Betty levantó la cabeza del hombro de la señora Bazeley y dijo:

– ¡Hay algo malo en esta casa, eso es lo que pasa! ¡Hay algo malo que hace que ocurran desgracias!

La miré atentamente un momento y después levanté la mano para frotarme la cara.

– Oh, Betty.

– ¡Es verdad! ¡Lo he notado!

Miró a la señora Bazeley. Sus ojos grises estaban muy abiertos y tiritaba ligeramente. Pero yo presentía, como había presentido en otras ocasiones, que en el fondo disfrutaba del alboroto y la atención. Dije, con menos paciencia:

– Muy bien. Todos estamos cansados y todos estamos tristes.

– ¡No es cansancio!

– ¡Muy bien! -dije, alzando la voz-. Esto es una pura estupidez y tú lo sabes. Esta casa es grande y solitaria, pero creí que ya te habías acostumbrado.
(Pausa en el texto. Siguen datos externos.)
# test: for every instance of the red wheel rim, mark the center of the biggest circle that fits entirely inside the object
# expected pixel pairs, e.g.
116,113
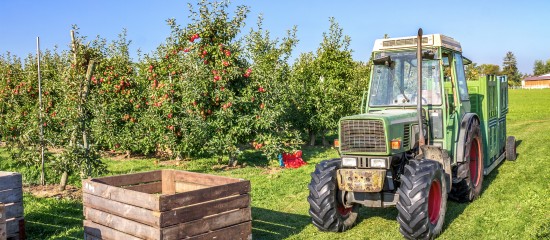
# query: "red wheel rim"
434,201
475,160
343,211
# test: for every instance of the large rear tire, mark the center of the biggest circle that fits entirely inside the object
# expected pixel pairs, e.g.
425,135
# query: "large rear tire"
469,188
326,211
511,148
422,200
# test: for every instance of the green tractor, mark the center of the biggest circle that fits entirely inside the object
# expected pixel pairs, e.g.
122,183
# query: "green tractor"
424,134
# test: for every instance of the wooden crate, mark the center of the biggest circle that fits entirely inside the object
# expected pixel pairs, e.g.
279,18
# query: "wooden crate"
167,204
12,224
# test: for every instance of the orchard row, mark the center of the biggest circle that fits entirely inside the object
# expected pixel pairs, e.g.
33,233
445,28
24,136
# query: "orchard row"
203,92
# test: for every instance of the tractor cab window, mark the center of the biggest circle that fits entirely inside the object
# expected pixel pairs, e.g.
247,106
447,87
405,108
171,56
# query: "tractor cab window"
394,80
461,78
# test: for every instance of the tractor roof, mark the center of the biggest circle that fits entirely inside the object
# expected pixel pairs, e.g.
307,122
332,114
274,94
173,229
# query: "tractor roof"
431,40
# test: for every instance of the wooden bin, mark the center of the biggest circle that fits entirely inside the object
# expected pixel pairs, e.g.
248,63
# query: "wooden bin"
12,224
167,204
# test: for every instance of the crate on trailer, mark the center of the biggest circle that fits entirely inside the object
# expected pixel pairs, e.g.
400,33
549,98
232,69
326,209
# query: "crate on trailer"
167,204
12,224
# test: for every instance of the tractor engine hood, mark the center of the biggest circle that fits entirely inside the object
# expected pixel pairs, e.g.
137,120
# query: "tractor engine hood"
382,133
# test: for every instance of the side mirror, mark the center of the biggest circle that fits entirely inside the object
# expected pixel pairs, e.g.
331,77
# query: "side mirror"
428,55
383,61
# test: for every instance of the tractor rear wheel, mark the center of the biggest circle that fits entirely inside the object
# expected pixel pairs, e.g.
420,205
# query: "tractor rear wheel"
511,148
422,200
469,188
326,211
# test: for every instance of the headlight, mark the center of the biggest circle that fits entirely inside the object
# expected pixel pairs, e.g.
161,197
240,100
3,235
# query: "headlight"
377,163
349,162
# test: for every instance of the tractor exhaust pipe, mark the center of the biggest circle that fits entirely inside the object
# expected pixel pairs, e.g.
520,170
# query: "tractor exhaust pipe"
421,140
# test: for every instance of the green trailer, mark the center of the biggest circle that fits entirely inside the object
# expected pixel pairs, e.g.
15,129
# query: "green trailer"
424,134
489,100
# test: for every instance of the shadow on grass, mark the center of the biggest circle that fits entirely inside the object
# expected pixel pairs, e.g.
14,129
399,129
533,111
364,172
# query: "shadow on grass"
269,224
50,218
455,209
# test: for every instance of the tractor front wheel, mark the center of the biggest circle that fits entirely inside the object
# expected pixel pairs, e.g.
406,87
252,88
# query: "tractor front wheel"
422,200
326,210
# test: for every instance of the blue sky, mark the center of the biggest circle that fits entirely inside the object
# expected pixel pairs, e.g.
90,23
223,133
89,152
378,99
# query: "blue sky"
486,29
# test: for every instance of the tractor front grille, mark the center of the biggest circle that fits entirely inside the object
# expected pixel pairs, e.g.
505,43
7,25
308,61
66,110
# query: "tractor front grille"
362,136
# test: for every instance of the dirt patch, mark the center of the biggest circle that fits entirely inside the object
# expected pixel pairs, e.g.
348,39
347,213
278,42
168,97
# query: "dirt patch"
272,170
224,167
52,191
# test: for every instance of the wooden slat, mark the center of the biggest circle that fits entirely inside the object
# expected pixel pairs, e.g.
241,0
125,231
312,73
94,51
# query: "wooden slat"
201,178
88,236
168,202
154,187
9,180
186,187
134,213
131,179
121,224
242,231
168,183
103,232
11,195
207,224
3,227
198,211
134,198
13,210
12,226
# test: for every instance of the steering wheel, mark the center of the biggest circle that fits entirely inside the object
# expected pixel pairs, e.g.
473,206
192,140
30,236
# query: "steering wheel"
402,98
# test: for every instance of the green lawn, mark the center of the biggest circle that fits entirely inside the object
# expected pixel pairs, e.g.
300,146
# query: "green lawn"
513,205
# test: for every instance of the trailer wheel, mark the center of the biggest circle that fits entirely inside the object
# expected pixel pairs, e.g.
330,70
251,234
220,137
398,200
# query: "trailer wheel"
469,188
326,211
422,200
511,148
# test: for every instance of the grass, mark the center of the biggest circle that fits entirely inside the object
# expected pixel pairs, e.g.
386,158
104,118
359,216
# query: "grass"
515,203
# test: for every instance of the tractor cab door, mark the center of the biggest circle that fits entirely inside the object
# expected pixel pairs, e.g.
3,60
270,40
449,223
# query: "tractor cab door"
456,95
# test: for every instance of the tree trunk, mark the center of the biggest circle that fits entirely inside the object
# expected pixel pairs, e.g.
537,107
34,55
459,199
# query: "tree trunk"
311,138
232,161
325,142
63,182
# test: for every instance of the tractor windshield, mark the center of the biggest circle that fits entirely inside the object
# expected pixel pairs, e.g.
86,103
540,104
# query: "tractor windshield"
395,82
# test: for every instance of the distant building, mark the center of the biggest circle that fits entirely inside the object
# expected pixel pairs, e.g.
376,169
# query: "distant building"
542,81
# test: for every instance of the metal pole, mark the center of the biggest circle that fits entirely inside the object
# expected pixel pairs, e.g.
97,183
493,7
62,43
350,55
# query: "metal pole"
41,125
421,140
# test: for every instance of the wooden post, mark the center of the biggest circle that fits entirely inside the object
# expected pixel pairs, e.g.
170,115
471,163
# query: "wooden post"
3,230
41,124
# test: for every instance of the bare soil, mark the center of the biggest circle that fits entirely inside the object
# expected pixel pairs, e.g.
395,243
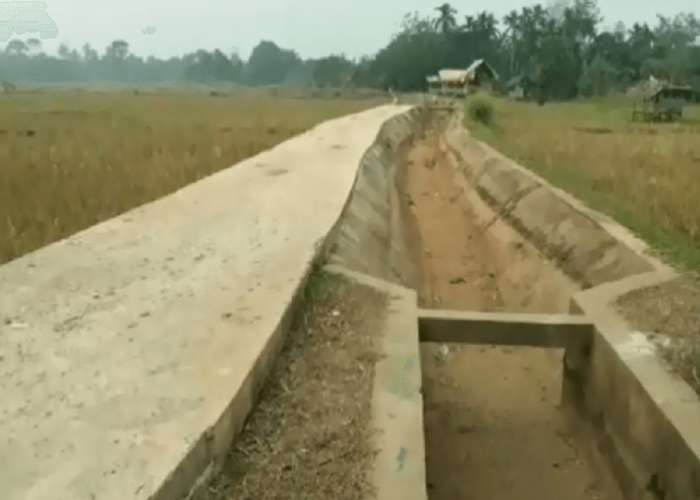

– ¡Estoy acostumbrada! No es sólo eso.

– No es nada. No hay nada malo aquí, ningún fantasma. Lo que pasó con Gyp y esa pobre niña fue un accidente horrible, nada más.

– ¡No fue un accidente! Fue la cosa mala que le susurró algo a Gyp o… o le pellizcó.

– ¿Tú oíste un susurro?

– No -admitió, de mala gana.

– No. Y yo tampoco. Y nadie lo oyó, de todas las personas que había en la fiesta. Señora Bazeley, ¿ha visto usted algún indicio de esa «cosa mala» que dice Betty?

La asistenta negó con la cabeza.

– No, doctor. Nunca he visto nada raro aquí.

– ¿Y desde cuándo viene a esta casa?

– Pues desde hace casi diez años.

– Ya ves -le dije a Betty-. ¿No te tranquiliza eso?

– ¡No! -contestó ella-. ¡Que ella no lo haya visto no significa que no sea verdad! Podría ser… algo nuevo.

– ¡Oh, por el amor de Dios! -exclamé-. Venga, sé una buena chica y sécate los ojos. Y espero -añadí- que no menciones nada de esto a la señora Ayres ni a Caroline. Es lo que menos falta les hace en este momento. Han sido buenas contigo, ¿recuerdas? ¿Te acuerdas de cuando me llamaron para que te viera en julio, aquella vez que estabas enferma?

La miré a la cara mientras decía esto. Ella captó lo que quería decir y se ruborizó. Pero su expresión, a pesar del rubor, se tornó testaruda. Dijo, en un susurro:

– ¡Hay una cosa mala! ¡La hay!

Después escondió la cabeza contra el hombro de la señora Bazeley y rompió a llorar tan amargamente como antes.